Citizen Lab, the world’s foremost experts on spyware, based at the University of Toronto, said in a report on Predator that it was being used by the governments of Egypt, Greece, Indonesia, Madagascar and Saudi Arabia. The lab has said it is highly unlikely that companies or individuals have been able to buy the spyware, which costs hundreds of thousands of dollars.
The Predator spyware is a less sophisticated version of Pegasus, a software that was developed by Israeli company NSO Group, ostensibly to help governments catch criminals and terrorists. The software allows users to monitor every aspect of a target’s phone — including calls, messages, photos and video. Predator requires the target to click a link; Pegasus does not.
In November, the Biden administration blacklisted NSO Group, saying it had knowingly supplied spyware that has been used by foreign governments to target dissidents, human rights activists, journalists and others. Around the same time, Apple sued NSO to block it from infecting iPhones; Meta (then Facebook) also sued NSO in 2019 over attempts to infect users through WhatsApp.
Last year, a forensic investigation by Citizen Lab, Amnesty International and an international consortium of media organizations revealed that several governments, including members of the European Union, deployed Pegasus to spy on scores of their own citizens.

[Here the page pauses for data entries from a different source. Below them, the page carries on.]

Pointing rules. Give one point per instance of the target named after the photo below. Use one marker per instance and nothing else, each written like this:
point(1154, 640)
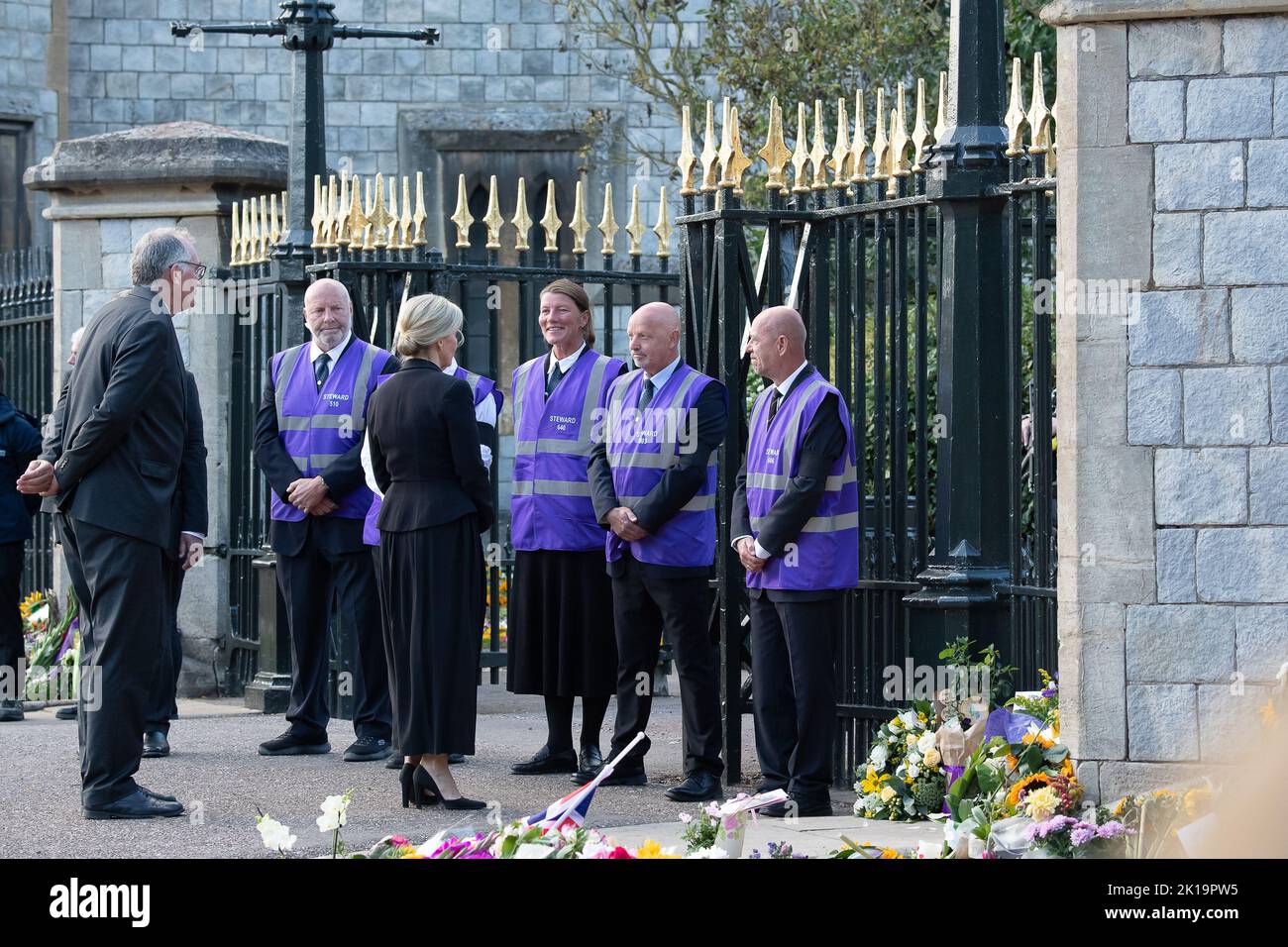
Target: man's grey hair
point(159, 250)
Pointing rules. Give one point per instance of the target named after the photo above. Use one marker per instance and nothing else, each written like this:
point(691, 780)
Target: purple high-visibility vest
point(482, 388)
point(825, 554)
point(642, 446)
point(317, 427)
point(552, 506)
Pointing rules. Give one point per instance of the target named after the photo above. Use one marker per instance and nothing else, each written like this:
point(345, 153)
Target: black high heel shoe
point(459, 802)
point(413, 791)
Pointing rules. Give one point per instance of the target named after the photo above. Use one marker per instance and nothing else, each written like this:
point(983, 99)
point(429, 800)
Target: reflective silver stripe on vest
point(697, 504)
point(550, 488)
point(585, 423)
point(841, 521)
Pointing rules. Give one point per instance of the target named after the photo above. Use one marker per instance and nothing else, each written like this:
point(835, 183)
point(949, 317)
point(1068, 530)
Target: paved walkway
point(218, 775)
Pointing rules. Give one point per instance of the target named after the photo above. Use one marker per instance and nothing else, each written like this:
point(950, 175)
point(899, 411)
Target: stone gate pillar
point(107, 191)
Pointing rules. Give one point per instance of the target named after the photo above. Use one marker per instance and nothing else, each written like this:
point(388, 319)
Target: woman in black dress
point(424, 447)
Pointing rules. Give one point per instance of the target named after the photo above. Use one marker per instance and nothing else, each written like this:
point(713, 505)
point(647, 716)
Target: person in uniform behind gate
point(308, 442)
point(653, 479)
point(487, 407)
point(111, 460)
point(797, 530)
point(424, 442)
point(561, 638)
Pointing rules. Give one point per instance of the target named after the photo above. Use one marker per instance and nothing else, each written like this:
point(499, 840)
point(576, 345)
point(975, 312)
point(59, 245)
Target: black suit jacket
point(425, 450)
point(823, 444)
point(334, 534)
point(191, 513)
point(117, 436)
point(679, 484)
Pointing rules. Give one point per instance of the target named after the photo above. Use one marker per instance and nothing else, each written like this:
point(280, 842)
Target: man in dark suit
point(20, 444)
point(795, 526)
point(308, 442)
point(111, 459)
point(191, 519)
point(653, 483)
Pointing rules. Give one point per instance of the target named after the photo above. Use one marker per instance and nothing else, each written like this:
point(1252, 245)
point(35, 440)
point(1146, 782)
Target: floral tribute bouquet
point(903, 777)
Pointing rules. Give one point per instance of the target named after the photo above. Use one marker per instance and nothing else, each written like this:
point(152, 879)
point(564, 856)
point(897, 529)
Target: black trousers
point(794, 692)
point(643, 604)
point(123, 617)
point(12, 560)
point(161, 698)
point(308, 581)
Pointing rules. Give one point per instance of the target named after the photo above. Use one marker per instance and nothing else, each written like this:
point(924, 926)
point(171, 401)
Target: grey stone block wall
point(1206, 360)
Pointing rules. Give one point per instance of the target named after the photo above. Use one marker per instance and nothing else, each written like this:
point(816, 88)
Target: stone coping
point(174, 153)
point(1069, 12)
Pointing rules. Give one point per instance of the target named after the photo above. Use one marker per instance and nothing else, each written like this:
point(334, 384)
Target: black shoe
point(545, 762)
point(138, 804)
point(699, 788)
point(798, 808)
point(160, 796)
point(459, 802)
point(591, 759)
point(368, 749)
point(155, 744)
point(291, 744)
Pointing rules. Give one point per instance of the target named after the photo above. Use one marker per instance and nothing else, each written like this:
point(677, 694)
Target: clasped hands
point(39, 478)
point(310, 495)
point(621, 519)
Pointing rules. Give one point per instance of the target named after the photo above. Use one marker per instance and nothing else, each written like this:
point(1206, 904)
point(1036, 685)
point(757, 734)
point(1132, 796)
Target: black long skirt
point(430, 586)
point(561, 638)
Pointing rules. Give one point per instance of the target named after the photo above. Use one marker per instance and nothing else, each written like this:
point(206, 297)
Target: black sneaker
point(291, 744)
point(368, 750)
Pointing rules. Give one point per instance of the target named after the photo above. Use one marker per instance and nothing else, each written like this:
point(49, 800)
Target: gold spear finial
point(687, 159)
point(462, 218)
point(1016, 114)
point(841, 153)
point(776, 149)
point(880, 144)
point(818, 154)
point(550, 223)
point(522, 221)
point(940, 118)
point(419, 217)
point(608, 227)
point(235, 237)
point(493, 218)
point(800, 155)
point(859, 150)
point(738, 159)
point(318, 219)
point(900, 140)
point(662, 228)
point(634, 224)
point(1038, 115)
point(580, 226)
point(919, 131)
point(708, 151)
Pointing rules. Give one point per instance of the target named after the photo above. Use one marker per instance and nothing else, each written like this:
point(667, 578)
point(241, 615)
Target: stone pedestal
point(107, 191)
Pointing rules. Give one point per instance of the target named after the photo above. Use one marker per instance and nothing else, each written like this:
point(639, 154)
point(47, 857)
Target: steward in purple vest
point(308, 442)
point(653, 476)
point(795, 522)
point(561, 643)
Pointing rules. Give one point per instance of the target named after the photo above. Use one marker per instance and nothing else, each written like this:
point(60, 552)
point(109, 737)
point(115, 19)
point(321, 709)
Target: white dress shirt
point(784, 386)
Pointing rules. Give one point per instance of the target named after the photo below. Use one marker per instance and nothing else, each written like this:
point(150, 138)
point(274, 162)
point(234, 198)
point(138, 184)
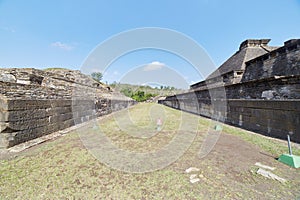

The European Parliament began investigating the claims and during a visit to Israel discovered that at least 14 EU governments had purchased Pegasus, with two of these contracts terminated by the NSO group. Chaim Gelfand, general counsel and chief compliance officer of NSO, said at least one of those terminations was because the government was using the software for “purposes other than fighting serious crime and terrorism.”
“Every customer we sell to, we do due diligence in advance in order to assess the rule of law in that country,” Gelfand told the committee last month.
Citizens in at least six EU nations have been targeted by the spyware, according to a recent study commissioned by European lawmakers. Among those hacked were Spain’s prime minister, Pedro Sánchez, and the country’s defense minister. Others reportedly targeted include Charles Michel, prime minister of Belgium at the time; Reynders, the EU top justice official; and President Emmanuel Macron of France.
In Hungary, authorities targeted at least 39 people, including journalists, with the Pegasus software, according to investigative news outlet Direkt36. An official investigation concluded that the Hungarian government acted lawfully.
The Polish government confirmed in January that it had acquired Pegasus but denied accusations that it was using it to spy on government critics, despite reports from local media about scores of hacks.
In Spain, a Citizen Lab report, confirmed by forensic research by Amnesty International, revealed that several Catalan public figures were targeted with surveillance software, mostly after the 2017 unsuccessful referendum for the Catalan independence.